Foreign investors are barred from operating in activities such as petty trading, taxi services, beauty salons, and even the printing of recharge scratch cards. While these sectors are dominated by small local operators, they also represent entry points for smaller-scale foreign entrepreneurs who often drive innovation.
In natural resources, the contrast between potential and actual inflows is stark. Ghana remains Africa’s largest gold producer and holds significant agricultural capacity, yet both sectors attract far less investment than their peers.
Between February and May 2025, Ghana’s small-scale gold miners generated over $4 billion in foreign exchange — an indicator of how much more the sector could yield with stronger capital backing.
Why Ghana needs a reset
The debate around Ghana’s investment laws reflects a broader global challenge.

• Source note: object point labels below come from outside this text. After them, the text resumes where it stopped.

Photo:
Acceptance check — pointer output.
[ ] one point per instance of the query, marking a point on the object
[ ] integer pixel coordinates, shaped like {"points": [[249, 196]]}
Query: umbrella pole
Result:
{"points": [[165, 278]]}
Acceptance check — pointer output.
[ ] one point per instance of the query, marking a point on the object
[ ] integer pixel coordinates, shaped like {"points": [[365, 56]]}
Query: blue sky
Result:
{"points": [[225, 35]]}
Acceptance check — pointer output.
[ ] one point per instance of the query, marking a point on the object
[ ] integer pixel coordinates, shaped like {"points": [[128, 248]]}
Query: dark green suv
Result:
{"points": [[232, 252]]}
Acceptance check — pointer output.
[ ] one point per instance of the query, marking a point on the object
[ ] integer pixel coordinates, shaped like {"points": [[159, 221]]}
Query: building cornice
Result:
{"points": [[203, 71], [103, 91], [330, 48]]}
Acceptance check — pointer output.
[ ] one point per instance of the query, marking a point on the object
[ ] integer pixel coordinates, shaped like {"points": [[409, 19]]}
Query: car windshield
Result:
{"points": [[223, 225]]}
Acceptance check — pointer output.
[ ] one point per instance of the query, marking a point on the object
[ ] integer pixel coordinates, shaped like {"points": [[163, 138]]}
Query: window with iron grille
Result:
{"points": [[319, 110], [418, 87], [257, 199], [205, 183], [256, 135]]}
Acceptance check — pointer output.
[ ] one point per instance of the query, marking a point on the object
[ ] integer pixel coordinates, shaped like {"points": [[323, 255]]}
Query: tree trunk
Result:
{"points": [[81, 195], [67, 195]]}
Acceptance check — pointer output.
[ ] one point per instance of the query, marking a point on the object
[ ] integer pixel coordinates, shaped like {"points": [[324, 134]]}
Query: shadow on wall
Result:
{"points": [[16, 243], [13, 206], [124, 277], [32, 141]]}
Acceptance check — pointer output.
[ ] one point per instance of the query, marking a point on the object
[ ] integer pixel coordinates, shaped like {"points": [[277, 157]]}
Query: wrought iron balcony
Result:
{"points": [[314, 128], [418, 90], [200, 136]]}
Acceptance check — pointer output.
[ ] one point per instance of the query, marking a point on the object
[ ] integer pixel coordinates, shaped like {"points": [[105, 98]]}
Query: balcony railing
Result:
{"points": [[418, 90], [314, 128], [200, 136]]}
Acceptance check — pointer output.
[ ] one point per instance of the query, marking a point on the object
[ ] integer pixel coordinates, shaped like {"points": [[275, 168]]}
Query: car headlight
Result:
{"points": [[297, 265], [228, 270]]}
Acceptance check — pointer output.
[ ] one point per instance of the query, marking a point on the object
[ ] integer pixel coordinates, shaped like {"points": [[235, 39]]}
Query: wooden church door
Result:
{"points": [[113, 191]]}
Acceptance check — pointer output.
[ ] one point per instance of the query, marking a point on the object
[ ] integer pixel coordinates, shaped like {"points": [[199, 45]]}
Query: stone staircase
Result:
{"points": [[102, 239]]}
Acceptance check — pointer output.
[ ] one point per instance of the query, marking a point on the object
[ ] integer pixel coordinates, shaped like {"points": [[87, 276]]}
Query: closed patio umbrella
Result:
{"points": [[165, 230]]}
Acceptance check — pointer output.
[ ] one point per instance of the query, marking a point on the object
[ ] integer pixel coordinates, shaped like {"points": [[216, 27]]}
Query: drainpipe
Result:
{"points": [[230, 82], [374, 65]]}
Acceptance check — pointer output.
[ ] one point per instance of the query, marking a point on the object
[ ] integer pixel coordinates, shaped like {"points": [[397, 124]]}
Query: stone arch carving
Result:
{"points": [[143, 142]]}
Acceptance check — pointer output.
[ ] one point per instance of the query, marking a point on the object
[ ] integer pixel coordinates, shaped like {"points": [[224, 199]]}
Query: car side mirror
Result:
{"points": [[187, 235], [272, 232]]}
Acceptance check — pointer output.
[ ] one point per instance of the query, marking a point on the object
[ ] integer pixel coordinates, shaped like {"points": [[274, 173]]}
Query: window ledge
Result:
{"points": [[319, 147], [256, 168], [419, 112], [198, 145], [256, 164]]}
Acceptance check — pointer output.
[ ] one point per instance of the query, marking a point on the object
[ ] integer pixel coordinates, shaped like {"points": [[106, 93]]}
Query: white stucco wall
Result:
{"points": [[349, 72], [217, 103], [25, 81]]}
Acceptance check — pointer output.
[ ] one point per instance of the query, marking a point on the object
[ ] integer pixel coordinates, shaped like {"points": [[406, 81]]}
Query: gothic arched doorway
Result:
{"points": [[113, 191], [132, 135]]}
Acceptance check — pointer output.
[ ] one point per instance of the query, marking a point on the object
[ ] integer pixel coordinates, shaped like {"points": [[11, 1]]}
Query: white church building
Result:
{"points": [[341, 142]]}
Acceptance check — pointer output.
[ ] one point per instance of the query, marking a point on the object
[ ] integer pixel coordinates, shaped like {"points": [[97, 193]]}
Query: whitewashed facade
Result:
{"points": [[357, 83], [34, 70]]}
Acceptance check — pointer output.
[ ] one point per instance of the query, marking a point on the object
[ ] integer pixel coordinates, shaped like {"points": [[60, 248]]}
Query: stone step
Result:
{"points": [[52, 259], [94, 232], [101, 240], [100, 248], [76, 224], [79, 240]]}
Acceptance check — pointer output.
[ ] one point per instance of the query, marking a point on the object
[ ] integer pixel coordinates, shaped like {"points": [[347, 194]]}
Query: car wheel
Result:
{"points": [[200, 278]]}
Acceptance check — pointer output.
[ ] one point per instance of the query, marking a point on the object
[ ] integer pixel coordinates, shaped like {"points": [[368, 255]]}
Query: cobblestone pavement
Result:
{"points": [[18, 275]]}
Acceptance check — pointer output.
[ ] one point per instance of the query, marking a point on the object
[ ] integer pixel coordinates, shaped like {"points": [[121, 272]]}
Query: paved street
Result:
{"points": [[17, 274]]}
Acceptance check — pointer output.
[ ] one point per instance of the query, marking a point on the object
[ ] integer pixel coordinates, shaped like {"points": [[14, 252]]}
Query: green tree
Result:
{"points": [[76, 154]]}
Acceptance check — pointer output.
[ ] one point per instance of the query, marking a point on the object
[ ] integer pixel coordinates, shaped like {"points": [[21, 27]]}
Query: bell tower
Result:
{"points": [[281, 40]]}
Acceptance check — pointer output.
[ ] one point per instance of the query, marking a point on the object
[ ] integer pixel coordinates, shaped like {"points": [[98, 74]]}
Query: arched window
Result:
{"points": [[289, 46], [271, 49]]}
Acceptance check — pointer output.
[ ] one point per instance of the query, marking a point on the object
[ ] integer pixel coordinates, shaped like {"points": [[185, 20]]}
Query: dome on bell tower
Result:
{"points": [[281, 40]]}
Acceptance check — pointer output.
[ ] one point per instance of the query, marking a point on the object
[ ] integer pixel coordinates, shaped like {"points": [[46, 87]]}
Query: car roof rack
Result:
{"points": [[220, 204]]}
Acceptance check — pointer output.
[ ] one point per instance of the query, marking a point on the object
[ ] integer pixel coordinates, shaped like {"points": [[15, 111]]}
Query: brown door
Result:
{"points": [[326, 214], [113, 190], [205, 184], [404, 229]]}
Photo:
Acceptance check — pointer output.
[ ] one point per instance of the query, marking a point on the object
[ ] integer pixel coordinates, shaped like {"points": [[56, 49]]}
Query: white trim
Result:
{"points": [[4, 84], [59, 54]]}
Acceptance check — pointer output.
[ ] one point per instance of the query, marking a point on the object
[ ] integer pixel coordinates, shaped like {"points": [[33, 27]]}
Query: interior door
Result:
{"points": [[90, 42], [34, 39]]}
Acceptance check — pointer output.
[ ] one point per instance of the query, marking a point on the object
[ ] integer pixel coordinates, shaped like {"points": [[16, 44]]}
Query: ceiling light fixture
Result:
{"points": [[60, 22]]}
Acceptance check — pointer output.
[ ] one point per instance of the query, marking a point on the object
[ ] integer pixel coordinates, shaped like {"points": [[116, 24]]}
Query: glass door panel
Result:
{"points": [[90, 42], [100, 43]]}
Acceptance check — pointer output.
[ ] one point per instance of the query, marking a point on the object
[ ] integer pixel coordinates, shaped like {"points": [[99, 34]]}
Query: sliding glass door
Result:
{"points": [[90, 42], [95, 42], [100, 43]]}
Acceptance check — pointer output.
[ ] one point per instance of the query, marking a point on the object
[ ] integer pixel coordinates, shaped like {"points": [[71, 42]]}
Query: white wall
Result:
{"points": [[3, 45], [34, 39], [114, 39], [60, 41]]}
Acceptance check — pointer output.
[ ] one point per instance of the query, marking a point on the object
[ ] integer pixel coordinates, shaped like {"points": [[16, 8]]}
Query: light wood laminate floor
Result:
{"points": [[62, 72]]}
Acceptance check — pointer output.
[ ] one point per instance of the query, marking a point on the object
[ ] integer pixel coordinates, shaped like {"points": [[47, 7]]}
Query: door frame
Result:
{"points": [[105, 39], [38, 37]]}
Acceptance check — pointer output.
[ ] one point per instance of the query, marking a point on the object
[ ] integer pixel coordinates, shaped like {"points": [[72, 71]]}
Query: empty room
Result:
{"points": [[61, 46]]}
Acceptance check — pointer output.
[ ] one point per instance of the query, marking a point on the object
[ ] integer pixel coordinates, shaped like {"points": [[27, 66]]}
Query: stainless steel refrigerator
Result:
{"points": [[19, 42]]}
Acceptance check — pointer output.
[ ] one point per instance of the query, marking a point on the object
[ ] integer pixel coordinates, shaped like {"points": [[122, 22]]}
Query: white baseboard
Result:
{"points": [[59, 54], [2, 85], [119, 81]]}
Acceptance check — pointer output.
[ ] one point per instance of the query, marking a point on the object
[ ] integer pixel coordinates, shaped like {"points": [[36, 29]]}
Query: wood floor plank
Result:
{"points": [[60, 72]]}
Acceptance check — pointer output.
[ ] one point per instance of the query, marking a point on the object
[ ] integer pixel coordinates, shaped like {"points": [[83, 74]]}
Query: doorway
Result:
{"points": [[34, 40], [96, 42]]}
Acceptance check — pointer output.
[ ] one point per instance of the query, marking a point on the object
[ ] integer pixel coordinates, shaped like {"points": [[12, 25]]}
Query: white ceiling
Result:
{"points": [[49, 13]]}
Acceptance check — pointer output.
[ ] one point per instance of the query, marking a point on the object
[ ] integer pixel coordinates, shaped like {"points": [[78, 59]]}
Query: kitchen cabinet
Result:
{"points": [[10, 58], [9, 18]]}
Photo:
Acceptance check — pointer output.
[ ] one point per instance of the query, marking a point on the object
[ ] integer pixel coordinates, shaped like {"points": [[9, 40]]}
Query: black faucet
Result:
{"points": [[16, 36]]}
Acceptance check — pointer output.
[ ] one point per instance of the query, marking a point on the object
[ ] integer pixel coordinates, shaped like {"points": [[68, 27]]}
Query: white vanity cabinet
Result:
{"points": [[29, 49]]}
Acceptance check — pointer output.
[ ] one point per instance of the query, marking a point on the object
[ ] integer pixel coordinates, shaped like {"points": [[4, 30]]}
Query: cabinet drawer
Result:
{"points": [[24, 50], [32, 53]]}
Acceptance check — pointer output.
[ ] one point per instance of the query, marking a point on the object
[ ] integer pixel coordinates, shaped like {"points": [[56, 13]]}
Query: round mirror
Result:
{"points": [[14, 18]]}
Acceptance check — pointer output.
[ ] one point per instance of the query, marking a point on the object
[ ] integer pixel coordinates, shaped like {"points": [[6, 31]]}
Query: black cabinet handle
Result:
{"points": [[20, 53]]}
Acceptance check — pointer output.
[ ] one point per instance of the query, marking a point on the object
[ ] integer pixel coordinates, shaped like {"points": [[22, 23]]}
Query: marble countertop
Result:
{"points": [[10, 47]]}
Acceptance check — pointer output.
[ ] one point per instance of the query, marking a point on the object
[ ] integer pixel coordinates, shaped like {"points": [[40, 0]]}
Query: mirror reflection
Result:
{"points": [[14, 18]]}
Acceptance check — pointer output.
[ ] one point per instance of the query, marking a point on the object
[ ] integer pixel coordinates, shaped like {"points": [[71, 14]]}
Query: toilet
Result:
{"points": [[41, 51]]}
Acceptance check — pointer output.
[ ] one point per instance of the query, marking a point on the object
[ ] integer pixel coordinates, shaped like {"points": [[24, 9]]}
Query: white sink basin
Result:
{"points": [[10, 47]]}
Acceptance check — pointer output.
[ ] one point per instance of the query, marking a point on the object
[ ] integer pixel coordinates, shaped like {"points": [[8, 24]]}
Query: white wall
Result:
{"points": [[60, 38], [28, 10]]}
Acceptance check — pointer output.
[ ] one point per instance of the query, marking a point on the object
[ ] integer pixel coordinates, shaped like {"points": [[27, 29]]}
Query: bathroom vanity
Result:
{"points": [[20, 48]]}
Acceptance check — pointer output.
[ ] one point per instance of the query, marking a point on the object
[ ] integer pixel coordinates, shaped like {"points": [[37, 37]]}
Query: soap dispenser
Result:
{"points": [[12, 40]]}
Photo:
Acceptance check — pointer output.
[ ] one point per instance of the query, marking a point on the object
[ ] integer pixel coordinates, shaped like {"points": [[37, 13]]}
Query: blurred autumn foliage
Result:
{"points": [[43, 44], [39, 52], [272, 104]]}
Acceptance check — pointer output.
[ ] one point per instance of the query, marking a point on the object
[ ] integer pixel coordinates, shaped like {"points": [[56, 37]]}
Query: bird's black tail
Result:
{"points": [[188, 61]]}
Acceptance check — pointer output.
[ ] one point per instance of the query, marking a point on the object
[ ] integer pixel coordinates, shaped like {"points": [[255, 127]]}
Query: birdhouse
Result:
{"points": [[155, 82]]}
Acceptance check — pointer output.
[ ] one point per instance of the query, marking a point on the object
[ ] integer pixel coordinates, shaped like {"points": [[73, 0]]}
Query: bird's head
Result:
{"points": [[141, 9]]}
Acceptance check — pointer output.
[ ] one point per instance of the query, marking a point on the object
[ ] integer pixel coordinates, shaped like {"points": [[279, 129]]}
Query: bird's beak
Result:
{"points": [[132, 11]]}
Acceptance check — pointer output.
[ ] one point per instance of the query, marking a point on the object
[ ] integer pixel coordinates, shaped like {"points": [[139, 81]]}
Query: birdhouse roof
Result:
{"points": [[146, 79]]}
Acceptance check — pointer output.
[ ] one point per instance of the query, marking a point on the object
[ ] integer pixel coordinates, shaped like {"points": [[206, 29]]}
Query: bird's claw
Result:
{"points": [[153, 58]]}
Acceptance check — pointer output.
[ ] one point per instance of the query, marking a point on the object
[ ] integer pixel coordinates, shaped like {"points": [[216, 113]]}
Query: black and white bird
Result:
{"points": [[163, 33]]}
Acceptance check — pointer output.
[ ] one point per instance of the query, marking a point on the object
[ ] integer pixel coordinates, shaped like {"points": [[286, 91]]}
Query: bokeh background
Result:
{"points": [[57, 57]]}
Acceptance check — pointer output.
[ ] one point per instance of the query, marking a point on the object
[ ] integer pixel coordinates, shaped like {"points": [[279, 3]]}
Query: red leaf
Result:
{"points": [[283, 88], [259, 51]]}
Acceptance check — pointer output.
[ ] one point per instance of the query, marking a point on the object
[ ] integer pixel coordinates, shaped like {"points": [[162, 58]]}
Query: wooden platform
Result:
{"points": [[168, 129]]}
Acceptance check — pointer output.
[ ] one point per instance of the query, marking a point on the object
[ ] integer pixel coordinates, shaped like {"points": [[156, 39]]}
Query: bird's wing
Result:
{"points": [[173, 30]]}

Rebecca Grynspan, Secretary-General of UNCTAD, recently warned that “too many economies are being left behind not for lack of potential, but because capital still flows where it’s easiest, not where it’s needed.”
For Ghana, rigid capital thresholds and sectoral restrictions have made it harder to compete with peers, even as macroeconomic indicators show signs of stability. Inflation has eased from more than 54% in December 2022 to 18.4% by May 2025, while the cedi’s relative strength signals renewed policy credibility.
But these improvements have not been enough to reverse investor hesitancy.
Reforming the GIPC Act could therefore mark a turning point. Lowering entry barriers, easing exit restrictions, and opening underfunded sectors to capital would give Ghana a stronger chance of reclaiming its position as one of Africa’s prime investment hubs.
What to expect
For investors, the removal of capital requirements could make Ghana significantly more attractive relative to peers. For policymakers, the challenge will be balancing openness with adequate protections for domestic enterprises. And for the economy, the potential prize is considerable: more jobs, deeper capital markets, and stronger growth.
As Mahama told investors in Japan, the government’s goal is to restore “macro stability and the growth momentum of the economy.” The coming reforms will test whether Ghana can strike that balance — moving from a framework that has guarded too tightly to one that welcomes more freely, while still protecting the interests of its people.
If successful, Ghana could set an example for other African economies grappling with the same tension: how to protect local businesses without shutting the door on the very capital that could help them grow.